Avant de revenir sur la conception plastique offerte par la scène anversoise, on commencera par saluer la très belle prestation d’Alejo Pérez et de l’orchestre. On sait que Pelléas est un opéra de chef, et le fin musicien argentin offre une version d’une belle souplesse et aux chauds coloris orchestraux, trouvant un juste milieu entre l’opulence post-wagnérienne de certains et les lectures au scalpel d’autres. Qui plus est, il peut compter sur une très belle distribution qui, pour ne compter aucun francophone, n’en rend pas moins justice au texte décidément très daté de Maeterlinck que transcende la musique intemporelle de Debussy.

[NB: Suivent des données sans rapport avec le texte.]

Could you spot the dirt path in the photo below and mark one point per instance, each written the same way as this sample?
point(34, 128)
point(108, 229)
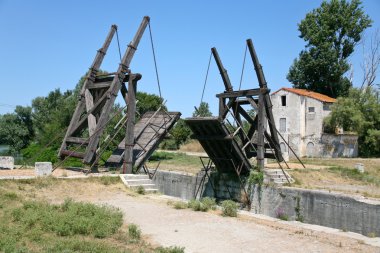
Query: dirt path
point(208, 232)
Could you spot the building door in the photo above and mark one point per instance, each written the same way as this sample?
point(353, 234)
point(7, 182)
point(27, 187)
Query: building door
point(310, 149)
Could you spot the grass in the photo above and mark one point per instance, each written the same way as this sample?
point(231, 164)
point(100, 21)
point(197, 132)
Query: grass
point(140, 190)
point(340, 175)
point(203, 205)
point(355, 174)
point(175, 161)
point(229, 208)
point(32, 224)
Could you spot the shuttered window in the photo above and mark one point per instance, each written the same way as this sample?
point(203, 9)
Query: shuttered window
point(283, 125)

La soprano Mari Eriksmoen, Mélisande à la voix claire et peu colorée, rend parfaitement la nature exceptionnelle et quasi extraterrestre du personnage, et ce dans le meilleur français de la distribution. La tessiture assez particulière – entre baryton et ténor – du rôle de Pelléas ne pose aucun problème au baryton Jacques Imbrailo, qui offre une très belle incarnation du personnage. Baryton au timbre plus sombre, Leigh Melrose offre un Golaud déchirant, à la fois digne et rongé par la jalousie. La basse Matthew Best nous donne un roi Arkel infiniment noble et sage. La mezzo Susan Maclean est une Geneviève maternelle et consolatrice. La soprano Anat Edri met la fraîcheur de son beau timbre juvénile au service d’une touchante incarnation d’Yniold, et la basse Markus Suihkonen s’acquitte dignement des petits rôles du berger et du docteur.

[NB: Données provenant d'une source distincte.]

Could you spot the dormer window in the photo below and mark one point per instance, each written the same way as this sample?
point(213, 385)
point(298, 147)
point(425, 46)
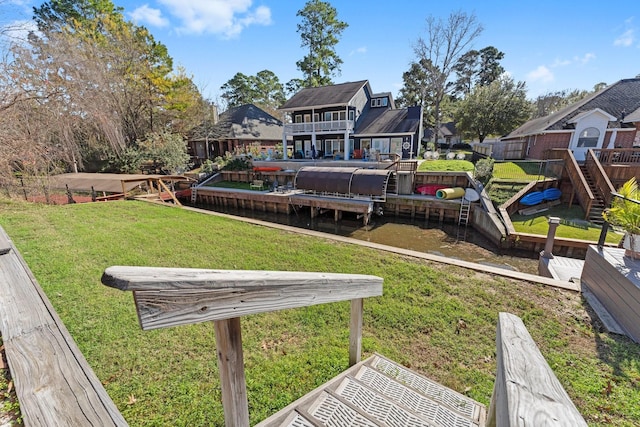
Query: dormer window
point(589, 137)
point(379, 102)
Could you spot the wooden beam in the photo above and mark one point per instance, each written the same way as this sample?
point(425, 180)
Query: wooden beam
point(5, 244)
point(171, 193)
point(231, 367)
point(526, 391)
point(176, 296)
point(355, 331)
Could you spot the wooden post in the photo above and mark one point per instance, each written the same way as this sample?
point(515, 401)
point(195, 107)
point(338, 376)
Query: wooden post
point(355, 331)
point(166, 297)
point(526, 390)
point(231, 367)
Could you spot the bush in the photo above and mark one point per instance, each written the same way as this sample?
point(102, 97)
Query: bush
point(483, 170)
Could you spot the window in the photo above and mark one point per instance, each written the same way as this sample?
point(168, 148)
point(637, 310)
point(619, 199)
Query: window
point(589, 138)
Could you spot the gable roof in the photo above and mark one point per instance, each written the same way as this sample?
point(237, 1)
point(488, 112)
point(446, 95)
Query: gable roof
point(632, 117)
point(325, 96)
point(616, 100)
point(244, 122)
point(386, 121)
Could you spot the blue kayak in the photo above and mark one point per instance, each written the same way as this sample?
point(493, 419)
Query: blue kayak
point(551, 194)
point(532, 199)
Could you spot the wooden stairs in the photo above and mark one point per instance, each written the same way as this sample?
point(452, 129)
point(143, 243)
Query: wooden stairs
point(598, 206)
point(380, 392)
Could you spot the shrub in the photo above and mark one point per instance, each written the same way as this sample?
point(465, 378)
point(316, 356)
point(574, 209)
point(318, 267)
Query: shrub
point(483, 170)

Pour revenir à l’aspect scénique, on commencera par évoquer les deux décors principaux dans lesquels l’action se situe. Il y a d’une part, un imposant disque en fond de scène, sur lequel apparaissent de très esthétiques vidéos (signées Marco Brambilla) où l’on peut voir ce ciel étoilé que Mélisande se plaint de ne pas apercevoir, un cosmos en expansion, ou un œil géant tout à fait indiqué dans cet opéra dont la cécité (tant celle, physique, d’Arkel que la jalousie qui aveugle Golaud) est l’un des thèmes essentiels. Un autre décor – c’est aussi celui qui verra la mort de Mélisande, allongée sur un catafalque de glace – est constitué de grands polyèdres blanchâtres qui, couchés, font penser à de gros blocs de glace arrachés à une banquise,  mais qui une fois dressés, tiennent de l’obélisque et du symbole phallique. D’autres pendent parfois des cintres, tristes stalactites.

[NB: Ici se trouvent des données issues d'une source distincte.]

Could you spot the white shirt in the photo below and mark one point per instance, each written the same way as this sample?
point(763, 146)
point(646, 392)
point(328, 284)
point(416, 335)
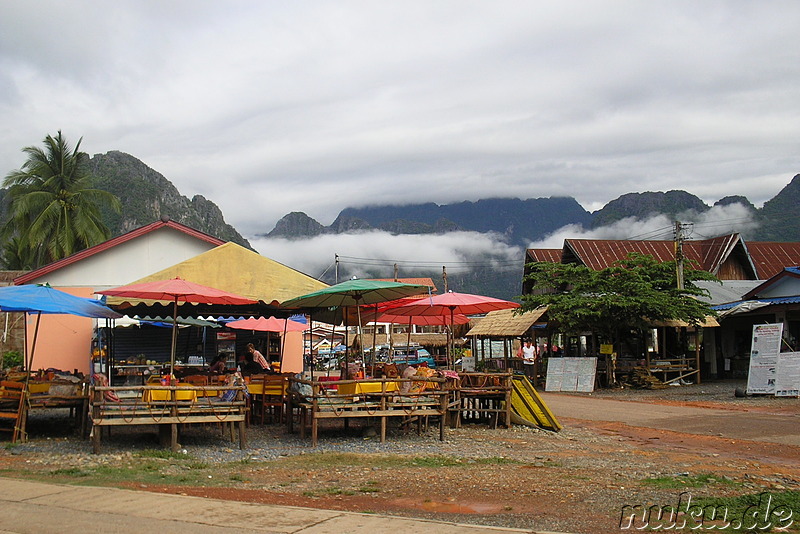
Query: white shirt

Le tandem des metteurs en scène traite avec pudeur et finesse les nombreuses situations où les protagonistes se voient confrontés entre eux ainsi qu’à leur propres sentiments. Mais – on est chorégraphe ou on ne l’est pas – Cherkaoui et Jalet font souvent doubler la musique par un ensemble de huit danseurs masculins – au demeurant excellents – qui commentent l’action, un peu comme un chœur de tragédie grecque. On les voit, tenue collante de Spiderman et masque d’escrimeur noirs, s’enfermer et enfermer le couple-titre dans de grands élastiques. Ils interviennent aussi dans les interludes orchestraux, vêtus de tenues qui tiennent à la fois du gladiateur et du scaphandrier, ou simplement d’un short moulant. Ce qui est curieux, c’est que les poses retenues – qui vont jusqu’à une espèce de catch au ralenti – semblent vouloir donner à voir un panorama complet d’un certain type de sculpture glorifiant l’anatomie masculine depuis les atlantes antiques et le Groupe du Laocoon jusqu’à Arno Breker, en passant par Rodin et, bien sûr, des symbolistes comme George Minne ou Jef Lambeaux. En dépit de la virtuosité remarquable de l’exécution, on ne voit pas très bien ce que ceci apporte à l'œuvre. L’atmosphère assez homo-érotique de la chorégraphie rappelle par ailleurs étonnamment ce que faisait Maurice Béjart en son temps. Si on y ajoute que le décor/concept, sombre et très dépouillé, a quelque chose de futuriste au sens où on l’entendait il y a quarante ou cinquante ans, on reste admiratif face à la réalisation, mais perplexe quant à l’intention.